Date of Award

Fall 12-18-2014

Degree Type

Dissertation

Degree Name

Doctor of Philosophy (PhD)

Department

Computer Science

First Advisor

Saeid Belkasim

Second Advisor

Raj Sunderraman

Third Advisor

Ying Zhu

Fourth Advisor

Hendricus Van Der Holst

Fifth Advisor

Marina Arav

Abstract

Image descriptors play an important role in image representation and analysis. Multi-resolution image descriptors can effectively characterize complex images and extract their hidden information.

Wavelets descriptors have been widely used in multi-resolution image analysis. However, making the wavelets transform shift and rotation invariant produces redundancy and requires complex matching processes. As to other multi-resolution descriptors, they usually depend on other theories or information, such as filtering function, prior-domain knowledge, etc.; that not only increases the computation complexity, but also generates errors.

We propose a novel multi-resolution scheme that is capable of transforming any kind of image descriptor into its multi-resolution structure with high computation accuracy and efficiency. Our multi-resolution scheme is based on sub-sampling an image into an odd-even image tree.

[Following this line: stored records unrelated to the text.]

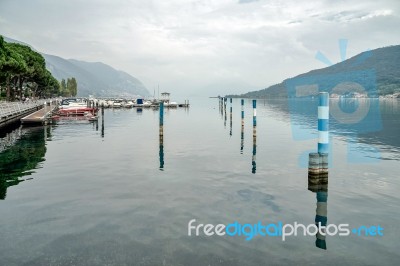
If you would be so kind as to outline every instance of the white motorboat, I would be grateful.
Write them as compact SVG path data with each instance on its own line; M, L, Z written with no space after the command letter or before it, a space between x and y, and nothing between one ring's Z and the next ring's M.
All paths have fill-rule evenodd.
M87 108L87 102L85 99L80 98L67 98L63 99L60 103L60 109L80 109L80 108Z
M120 108L120 107L122 107L122 102L121 101L114 101L112 103L112 107L113 108Z

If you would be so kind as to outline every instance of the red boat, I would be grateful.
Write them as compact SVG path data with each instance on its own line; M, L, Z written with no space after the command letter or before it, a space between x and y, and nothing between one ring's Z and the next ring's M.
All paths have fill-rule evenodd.
M65 108L65 109L60 109L57 112L57 114L60 116L86 115L88 113L95 115L97 113L97 108L91 108L91 107Z

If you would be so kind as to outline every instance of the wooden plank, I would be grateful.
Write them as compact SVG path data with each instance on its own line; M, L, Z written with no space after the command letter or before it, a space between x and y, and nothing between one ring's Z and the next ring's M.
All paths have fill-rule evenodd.
M39 111L36 111L30 115L27 115L23 118L21 118L22 124L26 123L44 123L46 120L46 117L49 115L49 113L53 110L54 106L45 106L44 108L40 109Z

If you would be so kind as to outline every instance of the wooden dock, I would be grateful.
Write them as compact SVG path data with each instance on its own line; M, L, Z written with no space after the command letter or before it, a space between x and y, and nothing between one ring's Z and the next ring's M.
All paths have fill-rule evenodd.
M0 102L0 128L12 123L20 122L25 117L43 108L46 100L29 102Z
M45 124L46 119L56 108L56 105L45 105L42 109L21 118L22 124Z

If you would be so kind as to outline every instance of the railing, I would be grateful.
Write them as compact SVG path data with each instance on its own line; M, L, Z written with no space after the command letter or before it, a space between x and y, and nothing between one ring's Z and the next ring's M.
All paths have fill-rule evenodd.
M42 106L51 99L42 99L29 102L0 102L0 119L5 120L9 116L23 114L24 112Z

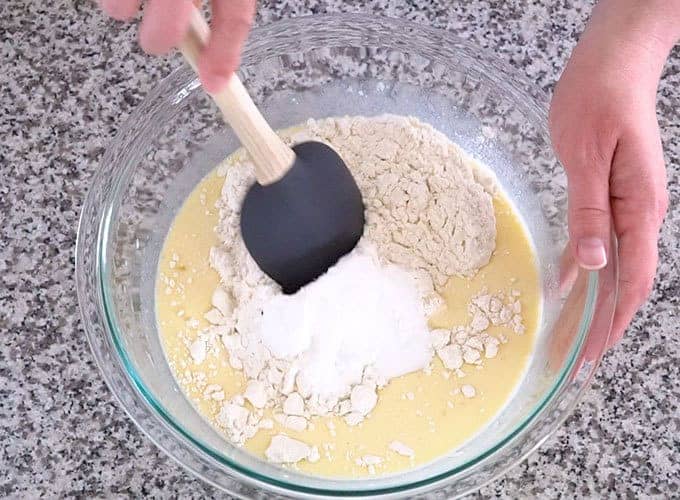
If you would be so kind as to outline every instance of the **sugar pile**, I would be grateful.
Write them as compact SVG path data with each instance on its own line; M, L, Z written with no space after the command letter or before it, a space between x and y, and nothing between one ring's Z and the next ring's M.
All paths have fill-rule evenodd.
M299 367L304 392L337 400L373 367L389 380L427 366L432 351L415 278L364 243L294 295L254 298L239 330Z

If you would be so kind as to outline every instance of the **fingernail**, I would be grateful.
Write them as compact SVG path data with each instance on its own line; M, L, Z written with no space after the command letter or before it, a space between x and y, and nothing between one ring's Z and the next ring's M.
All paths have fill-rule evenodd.
M599 238L581 238L576 244L576 257L579 265L590 271L602 269L607 265L607 253Z

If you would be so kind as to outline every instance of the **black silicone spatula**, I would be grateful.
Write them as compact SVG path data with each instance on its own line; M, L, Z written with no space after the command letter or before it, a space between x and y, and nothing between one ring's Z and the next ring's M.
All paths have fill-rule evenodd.
M194 68L208 36L195 10L180 47ZM331 147L284 144L236 75L211 97L255 165L257 183L241 209L243 240L260 268L293 293L356 246L364 231L361 192Z

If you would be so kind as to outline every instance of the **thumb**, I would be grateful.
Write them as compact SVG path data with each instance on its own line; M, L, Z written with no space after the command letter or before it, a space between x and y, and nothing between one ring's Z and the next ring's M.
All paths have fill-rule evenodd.
M567 167L569 240L578 264L589 270L607 265L611 233L609 166Z

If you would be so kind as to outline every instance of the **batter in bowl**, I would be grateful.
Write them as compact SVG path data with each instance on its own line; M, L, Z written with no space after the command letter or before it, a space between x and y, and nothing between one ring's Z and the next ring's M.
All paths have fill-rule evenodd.
M238 234L252 167L242 151L230 156L189 196L161 253L158 324L178 383L235 445L312 474L385 474L453 451L500 411L532 350L541 295L518 214L484 167L413 118L309 121L282 136L343 157L366 203L364 238L338 272L301 290L326 293L307 302L315 314L288 314L304 311L302 299L281 296ZM333 295L332 280L350 272L373 278ZM412 286L395 295L394 314L409 312L411 326L393 329L404 347L381 336L390 328L329 332L340 313L381 304L389 293L371 293L383 277ZM389 315L382 305L368 310ZM367 337L375 345L352 345Z

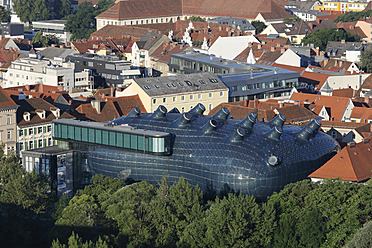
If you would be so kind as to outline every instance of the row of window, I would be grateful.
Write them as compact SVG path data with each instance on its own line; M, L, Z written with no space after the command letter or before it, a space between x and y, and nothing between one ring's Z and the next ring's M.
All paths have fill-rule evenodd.
M12 131L7 131L6 132L6 139L10 140L12 139ZM0 141L2 140L2 133L0 133Z
M190 110L193 108L194 106L190 106ZM213 108L213 104L210 103L208 104L208 110L211 111ZM185 113L187 111L187 108L186 107L181 107L181 113Z
M246 85L237 85L231 86L230 91L247 91L247 90L255 90L255 89L267 89L267 88L277 88L277 87L286 87L292 88L298 86L298 82L286 82L285 80L274 81L274 82L263 82L263 83L254 83L254 84L246 84Z
M64 124L54 125L54 137L154 153L169 152L170 146L169 136L148 137Z
M26 172L36 171L36 173L44 173L49 176L49 159L42 158L41 163L39 158L34 158L34 163L32 163L32 157L25 157L24 158L24 167Z
M18 134L19 137L27 136L27 135L33 135L33 134L41 134L41 133L46 133L46 132L51 132L52 131L52 125L48 126L43 126L43 127L34 127L34 128L25 128L19 130Z
M53 145L52 138L30 140L30 141L26 141L26 142L20 142L19 143L19 149L21 151L32 150L32 149L35 149L35 148L47 147L47 146L52 146L52 145Z
M137 21L124 21L120 24L120 21L102 21L104 25L138 25L138 24L153 24L153 23L163 23L163 22L175 22L177 19L174 18L158 18L158 19L151 19L151 20L137 20Z
M220 96L222 97L223 95L224 95L224 92L220 91ZM209 96L209 98L212 98L213 97L213 92L209 92L208 96ZM188 98L189 99L187 99L187 100L194 100L194 95L189 95ZM181 96L180 99L181 99L181 101L185 101L186 96ZM202 93L198 94L198 99L203 99ZM152 103L156 104L158 102L158 100L161 101L161 103L166 103L167 102L167 98L163 97L163 98L159 98L159 99L156 99L156 98L152 99ZM177 101L177 96L173 96L172 101L176 102Z

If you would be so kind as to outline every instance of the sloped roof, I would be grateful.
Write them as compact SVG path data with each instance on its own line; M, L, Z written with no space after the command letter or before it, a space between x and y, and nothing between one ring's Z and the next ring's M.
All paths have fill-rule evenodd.
M312 32L304 21L286 23L281 22L273 23L271 25L279 34L284 33L286 35L306 35Z
M0 87L0 108L17 107L18 105L13 101L10 95Z
M344 147L322 167L309 175L312 178L341 178L362 182L372 176L372 142Z
M74 49L60 48L60 47L47 47L37 54L41 57L54 59L55 57L66 58L67 56L76 53Z
M146 113L146 109L138 95L110 98L101 102L101 113L98 113L90 102L81 104L76 108L76 117L80 120L91 120L96 122L107 122L127 115L134 107L138 107L141 113Z
M248 43L252 42L258 42L253 35L219 37L209 48L208 53L232 60L247 48Z
M341 96L347 98L354 97L354 89L353 88L346 88L346 89L334 89L332 96Z
M350 98L346 97L335 97L335 96L324 96L304 93L293 93L291 100L300 101L301 103L309 102L316 105L323 105L331 109L331 117L334 117L335 121L340 121L348 106Z
M181 53L188 48L189 48L188 45L181 45L181 44L174 43L174 42L164 42L151 54L151 57L155 59L156 61L163 62L163 63L169 63L170 56L172 54Z
M17 95L12 95L12 99L20 106L17 111L17 125L31 126L41 123L48 123L56 119L54 114L51 112L51 108L55 108L52 104L48 103L46 100L41 98L31 98L18 100ZM36 113L36 110L45 110L45 119L41 119ZM25 112L30 113L30 121L26 121L23 118ZM60 118L73 119L74 117L64 111L60 111Z
M319 65L323 69L336 70L341 72L347 71L352 64L353 62L341 59L324 59L322 62L319 63Z
M133 19L182 15L182 0L120 1L97 18Z
M150 28L141 28L135 26L117 26L117 25L106 25L103 28L93 32L90 35L90 40L94 39L118 39L118 38L132 38L133 40L139 40L148 31L154 31Z

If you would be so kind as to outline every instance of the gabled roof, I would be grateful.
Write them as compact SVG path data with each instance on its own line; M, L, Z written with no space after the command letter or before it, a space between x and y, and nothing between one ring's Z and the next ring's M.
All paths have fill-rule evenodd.
M335 96L324 96L304 93L293 93L291 100L300 101L302 104L309 102L309 104L322 105L331 109L331 118L335 121L341 121L342 116L349 104L350 98L346 97L335 97Z
M150 28L141 28L136 26L118 26L118 25L106 25L103 28L93 32L90 35L90 40L95 39L119 39L119 38L132 38L134 41L142 38L144 34L149 31L156 32Z
M54 59L55 57L66 58L67 56L74 54L74 53L76 53L74 49L47 47L44 50L38 52L37 54L44 58Z
M191 49L188 45L181 45L174 42L164 42L152 54L151 57L158 62L169 63L170 56Z
M181 0L119 1L97 18L133 19L182 15Z
M315 89L320 90L330 76L330 74L304 71L299 80L300 82L314 85Z
M334 89L332 96L341 96L347 98L354 97L354 89L353 88L346 88L346 89Z
M210 72L153 78L133 79L149 96L162 96L184 92L225 90L225 84Z
M41 123L48 123L52 120L56 119L57 117L51 112L51 108L55 109L52 104L48 103L44 99L41 98L31 98L31 99L24 99L18 100L17 95L12 95L12 99L20 106L17 111L17 125L20 127L24 126L32 126ZM37 110L45 110L45 119L41 119L39 115L36 113ZM30 113L30 121L26 121L23 118L23 114L25 112ZM67 112L60 111L60 118L67 118L73 119L74 117Z
M146 109L138 95L110 98L101 102L101 112L98 113L90 102L81 104L76 108L75 116L80 120L90 120L96 122L107 122L127 115L134 107L138 107L141 113L146 113Z
M272 27L279 33L285 35L306 35L311 29L304 21L273 23Z
M16 104L13 99L10 97L10 95L0 87L0 109L3 108L14 108L17 107L18 104Z
M347 71L353 62L345 61L341 59L324 59L319 63L320 67L328 70L336 70L340 72Z
M344 147L311 178L341 178L344 181L363 182L372 176L372 142L369 140Z

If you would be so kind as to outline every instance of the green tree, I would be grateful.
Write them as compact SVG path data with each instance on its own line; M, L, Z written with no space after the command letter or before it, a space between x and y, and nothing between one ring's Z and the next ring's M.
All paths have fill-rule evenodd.
M34 38L32 38L31 44L34 47L48 47L51 44L59 45L59 40L53 35L43 35L43 32L38 31Z
M96 30L95 17L113 4L110 0L99 0L95 7L87 1L79 4L77 12L67 16L66 31L72 33L71 39L88 39Z
M357 35L350 34L343 29L337 30L336 28L325 28L306 35L302 39L302 43L314 44L315 47L319 47L321 50L325 50L328 41L341 40L360 41L360 37Z
M354 22L361 18L366 18L372 16L372 10L360 11L360 12L346 12L343 15L338 16L334 22Z
M10 12L0 6L0 22L10 22Z
M192 22L205 22L205 20L203 18L201 18L200 16L191 16L190 21L192 21Z
M54 0L54 18L63 19L71 14L71 0Z
M48 20L51 16L48 0L13 0L13 9L26 23Z
M365 223L346 244L346 248L371 248L372 247L372 221Z
M44 174L26 173L14 155L1 158L0 201L41 214L50 204L50 183Z
M359 58L359 66L367 73L372 72L372 49L362 51Z
M256 34L261 33L267 26L261 21L253 21L251 24L256 28Z

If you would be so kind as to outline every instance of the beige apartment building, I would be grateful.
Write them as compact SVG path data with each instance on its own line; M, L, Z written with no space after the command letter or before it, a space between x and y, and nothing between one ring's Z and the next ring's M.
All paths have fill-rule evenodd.
M0 142L4 153L9 154L17 147L17 109L18 105L0 87Z
M204 114L220 103L228 102L229 89L213 73L194 73L154 78L136 78L120 96L139 95L148 113L159 105L168 111L177 108L187 112L198 103L205 106Z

Through applying image descriptors to the odd-even image tree, we get the relative multi-resolution image descriptors. Multi-resolution analysis is based on downsampling expansion with maximum energy extraction followed by upsampling reconstruction. Since the maximum energy usually retained in the lowest frequency coefficients; we do maximum energy extraction through keeping the lowest coefficients from each resolution level.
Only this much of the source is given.